Vice President Jusuf Kalla told the media last week that an official apology by the government over past human rights abuses was unlikely. Given the high hopes human rights activists had of the new government, the remark was disappointing. Kalla added that some of the cases were still so shrouded in mystery that it was difficult to discover who was responsible.
This explanation is again surprising, considering that no independent committee has been formed by the current government to carry out investigations into the mysterious cases the vice president alluded to. Pending such official enquiries, it is hasty to declare reluctance to apologize for past government-sanctioned transgressions against human rights.
Kalla's cavalier attitude shows that the new government is going to deal with human rights cases in the same way all previous governments have. The prevailing mood is that such cases are best relegated to history and need not be raked to the surface.
Indonesian conventional wisdom has it that we must always forgive and forget the past mistakes of our predecessors. But even history needs accountability and only through free yet responsible debate of our past mistakes can we hope to avert their repetition.
In 2011 the Dutch government issued an official apology to the Indonesian people for the 1947 Rawagede massacre in which 430 men were executed during the independence war. The Indonesian government was happy enough to accept the apology, while completely forgetting it also needs to apologize for its own human rights track record.
The government's stubborn refusal to apologize suggests two things.
One, it is possible that raking up past human rights cases may pose problems for supporters of the current administration, especially those with military backgrounds. It is more or less an open secret that some of the president's close advisers were involved in human rights transgressions while they served under previous governments.
The government's lack of commitment to solving cases of human rights abuse may also mean that the military is again in the ascendancy. Evidence for this conclusion is that Indonesian Armed Forces (TNI) commander Gen. Moeldoko was confident enough to have announced a "Gerakan TNI Masuk Desa" program (TNI Into the Village), an outright clone of the New Order's "ABRI Masuk Desa" program.
In light of the government's increasing reliance on the TNI to enforce the nation's maritime sovereignty, the military may have enough reasons to be optimistic about its prominence under the new administration. TNI Masuk Desa will definitely help restore its former privileged position under the New Order regime.
Secondly, the unwillingness of the government to apologize also points to a psychological malady that is common in Indonesia today.
We readily apologize for imaginary trespasses and trivial matters. At every public function, the compere will apologize unfailingly for any mistakes in the announcement of names and titles during the event, as well as any lapses in services.
And how many times do we hear the word "maaf " (pardon) before someone wishing to be flawlessly polite starts to speak to us?
Such courteous utterances are de rigueur for social occasions, but they are in stark contrast to occasions when an apology could mean an admission of guilt.
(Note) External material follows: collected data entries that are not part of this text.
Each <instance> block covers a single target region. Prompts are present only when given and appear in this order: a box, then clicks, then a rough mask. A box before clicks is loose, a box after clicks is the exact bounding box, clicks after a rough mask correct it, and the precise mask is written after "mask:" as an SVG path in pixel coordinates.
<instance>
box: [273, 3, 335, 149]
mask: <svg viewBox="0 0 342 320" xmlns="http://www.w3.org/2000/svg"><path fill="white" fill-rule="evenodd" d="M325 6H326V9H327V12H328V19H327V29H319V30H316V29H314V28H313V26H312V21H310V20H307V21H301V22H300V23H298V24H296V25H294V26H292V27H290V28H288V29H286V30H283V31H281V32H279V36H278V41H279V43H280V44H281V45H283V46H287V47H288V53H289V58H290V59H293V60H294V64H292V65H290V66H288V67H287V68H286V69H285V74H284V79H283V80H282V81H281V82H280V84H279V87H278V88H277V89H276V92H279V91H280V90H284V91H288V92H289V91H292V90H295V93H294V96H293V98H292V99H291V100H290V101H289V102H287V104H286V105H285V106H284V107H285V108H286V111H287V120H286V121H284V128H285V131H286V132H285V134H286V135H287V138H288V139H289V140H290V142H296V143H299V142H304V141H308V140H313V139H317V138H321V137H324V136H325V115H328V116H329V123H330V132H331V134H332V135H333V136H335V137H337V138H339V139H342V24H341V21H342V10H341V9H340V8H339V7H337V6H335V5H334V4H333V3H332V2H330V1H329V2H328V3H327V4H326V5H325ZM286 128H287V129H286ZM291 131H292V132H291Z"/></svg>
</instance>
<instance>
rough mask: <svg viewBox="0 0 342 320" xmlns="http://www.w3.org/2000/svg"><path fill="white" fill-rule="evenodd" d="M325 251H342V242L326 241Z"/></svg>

For example, we usually don't apologize when we graze somebody's vehicle on the road; for apologizing in such cases means admitting guilt.
Guilt admission is not an Indonesian habit. When we knock a glass off the table, we say, "gelasnya pecah" (the glass got broken), instead of "saya nggak sengaja memecahkan gelasnya" (I accidentally broke the glass).
We refuse to apologize for the substantial errors in life; we compensate this with the trite apologies we parrot incessantly for things that matter the least. Or else, we prefer to apologize in an unspecific manner for all our unspecified mistakes. This understandably entails the least loss of face.
Former President Susilo Bambang Yudhoyono, for example, never apologized specifically for any of his policies that might have hurt the people or the country. Indeed he defended every policy of his government. Yet as he was about to leave office, he graciously offered us his apology for all the unspecified mistakes and shortcomings during his tenure.
As the rightful successor to Yudhoyono's government, the current administration is responsible for all the past wrongdoings of any Indonesian administration and its apparatus, in the same way that the Dutch government in 2011 acted on behalf of its 1947 predecessor.
The 2008 official apology to the indigenous Australians was carried out in the same spirit, although the recognition of Aboriginal rights in Australia started way back in the 1970s. It was not sufficient for the Australian government to cede back land and enforce non-discrimination laws for its indigenous population. It was still important to apologize.
So it is far from right and proper for President Joko Widodo's government to absolve itself of responsibility for the human rights offenses committed by past governments. There is a backlog of cases awaiting resolution, such as the 1965 communist purge, the 1974 Malari Incident, the Indonesian occupation of Timor-Leste, the 1998 riots and the continuing crimes against the Papuans by the state apparatus.